Colonel Scott’s final command was the 832nd Air Division, 12th Air Force, at Cannon Air Force Base, New Mexico. He retired 1 September 1970 after 29 years of military service.
Colonel Robert Ray Scott flew 305 combat missions in three wars.During his Air Force career, Colonel Scott was awarded four Silver Star medals, three Legion of Merit medals, six Distinguished Flying Crosses and 16 Air Medals. He died at Tehachapi, California, 3 October 2006 at the age of 86 years. He is buried at the Arlington National Cemetery.
The Republic F-84F Thunderstreak was an improved, swept-wing version of the straight-wing F-84 Thunderjet fighter bomber. The first production Thunderstreak, 51-1346, flew for the first time, 22 May 1952, with company test pilot Russell M. (Rusty”) Roth in the cockpit.
The F-84F was 43 feet, 4¾ inches (13.227 meters) long with a wingspan of 33 feet, 7¼ inches (10.243 meters) and overall height of 14 feet, 4¾ inches (4.388 meters). The wings were swept aft 40° at 25% chord. Their angle of incidence was 1° 30′ and there was no twist. The F-84F had 3° 30′ anhedral. The Thunderstreak had an empty weight if 13,645 pounds (6,189 kilograms) and maximum takeoff weight of 27,000 pounds (12,247 kilograms).

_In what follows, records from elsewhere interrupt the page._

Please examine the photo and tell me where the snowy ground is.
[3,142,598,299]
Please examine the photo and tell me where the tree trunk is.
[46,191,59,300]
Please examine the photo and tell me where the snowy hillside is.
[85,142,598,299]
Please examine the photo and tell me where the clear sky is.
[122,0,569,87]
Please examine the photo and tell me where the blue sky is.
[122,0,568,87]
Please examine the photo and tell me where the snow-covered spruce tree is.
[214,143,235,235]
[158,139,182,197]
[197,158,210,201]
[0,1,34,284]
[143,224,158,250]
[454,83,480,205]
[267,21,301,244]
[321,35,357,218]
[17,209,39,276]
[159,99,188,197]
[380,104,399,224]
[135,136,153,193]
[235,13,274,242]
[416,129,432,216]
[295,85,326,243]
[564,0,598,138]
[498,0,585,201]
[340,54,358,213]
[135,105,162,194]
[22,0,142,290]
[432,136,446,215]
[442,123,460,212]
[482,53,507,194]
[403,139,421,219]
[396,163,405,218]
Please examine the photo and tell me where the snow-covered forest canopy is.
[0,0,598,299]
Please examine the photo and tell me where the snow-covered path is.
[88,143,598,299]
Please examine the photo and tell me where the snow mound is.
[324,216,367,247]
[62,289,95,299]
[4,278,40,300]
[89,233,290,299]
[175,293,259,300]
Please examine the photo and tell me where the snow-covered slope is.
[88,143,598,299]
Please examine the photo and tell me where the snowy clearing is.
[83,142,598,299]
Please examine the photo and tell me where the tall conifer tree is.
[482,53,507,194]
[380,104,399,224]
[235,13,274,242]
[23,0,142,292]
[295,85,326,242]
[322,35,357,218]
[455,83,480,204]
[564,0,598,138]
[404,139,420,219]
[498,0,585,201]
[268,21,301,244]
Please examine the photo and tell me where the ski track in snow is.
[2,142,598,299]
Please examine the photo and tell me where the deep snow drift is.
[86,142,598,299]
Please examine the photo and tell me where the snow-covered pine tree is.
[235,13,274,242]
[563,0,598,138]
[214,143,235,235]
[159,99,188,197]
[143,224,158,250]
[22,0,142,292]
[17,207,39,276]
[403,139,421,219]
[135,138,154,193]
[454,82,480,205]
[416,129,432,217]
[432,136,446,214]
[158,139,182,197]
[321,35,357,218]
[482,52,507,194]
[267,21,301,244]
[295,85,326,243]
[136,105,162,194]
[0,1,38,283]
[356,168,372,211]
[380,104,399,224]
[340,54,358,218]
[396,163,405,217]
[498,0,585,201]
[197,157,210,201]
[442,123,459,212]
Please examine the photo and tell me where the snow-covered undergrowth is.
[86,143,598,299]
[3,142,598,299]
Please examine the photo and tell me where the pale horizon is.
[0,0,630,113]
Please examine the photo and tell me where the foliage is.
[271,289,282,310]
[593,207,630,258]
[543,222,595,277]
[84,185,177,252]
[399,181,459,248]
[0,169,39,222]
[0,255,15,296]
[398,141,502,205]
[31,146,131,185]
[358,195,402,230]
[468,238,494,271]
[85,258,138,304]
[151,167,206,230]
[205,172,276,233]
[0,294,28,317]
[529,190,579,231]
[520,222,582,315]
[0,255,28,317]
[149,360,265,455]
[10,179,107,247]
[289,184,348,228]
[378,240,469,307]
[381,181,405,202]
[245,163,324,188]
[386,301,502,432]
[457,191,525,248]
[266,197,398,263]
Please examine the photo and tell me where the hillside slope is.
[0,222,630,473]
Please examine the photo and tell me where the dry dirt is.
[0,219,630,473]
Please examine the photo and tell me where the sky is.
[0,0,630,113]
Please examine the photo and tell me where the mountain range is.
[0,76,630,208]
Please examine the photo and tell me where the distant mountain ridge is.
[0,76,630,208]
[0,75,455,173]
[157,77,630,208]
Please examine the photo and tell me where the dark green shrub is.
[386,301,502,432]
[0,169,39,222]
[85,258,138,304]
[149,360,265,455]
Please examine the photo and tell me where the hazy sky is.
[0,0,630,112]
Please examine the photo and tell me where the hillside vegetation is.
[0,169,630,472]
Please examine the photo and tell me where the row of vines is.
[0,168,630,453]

The initial F-84F-1-RE aircraft were powered by a Wright J65-W-1 turbojet, a license-built variant of the British Armstrong Siddely Sapphire. Later versions used Wright J65-W-3 and J65-W-7, or Buick J65-B-3 or J65-B-7 engines. The J65-B-3 was a single-shaft axial-flow turbojet with a 13-stage compressor section and 2-stage turbine. The W-3/B-3 had a continuous power rating of 6,350 pounds of thrust (28.25 kilonewtons) at 8,000 r.p.m. It produced 7,220 pounds of thrust (32.12 kilonewtons) at 8,300 r.p.m. (5-minute limit). The J65-B-3 was 10 feet, 8.6 inches (3.266 meters) long, 3 feet, 1.7 inches (0.958 meters) in diameter, and weighed 2,785 pounds (1,263 kilograms).
The F-84F had a maximum speed of 595 knots (685 miles per hour/1,102 kilometers per hour) at Sea Level (0.900 Mach). The fighter bomber could climb at 7,000 feet per minute (36 meters per second). Its service ceiling was 44,450 feet (13,548 meters). The fighter bomber’s maximum ferry range was 2,010 nautical miles (2,313 statute miles/3,723 kilometers).
Armament consisted of six Browning .50-caliber (12.7 × 99 NATO) AN-M3 aircraft machine guns, with two mounted in the wing roots and four in the nose. The were 300 rounds of ammunition per gun. Up to 6,000 pounds (2,722 kilograms) of bombs and rockets could be carried under the wings. A variable-yield Mark 7 tactical nuclear weapon could also be carried.
Between 1952 and 1957, 2,112 F-84F Thunderstreaks were built by Republic at Farmingdale, New York, and by General Motors at Kansas City, Kansas. The Thunderstreak served with the United States Air Force and Air National Guard until 1971.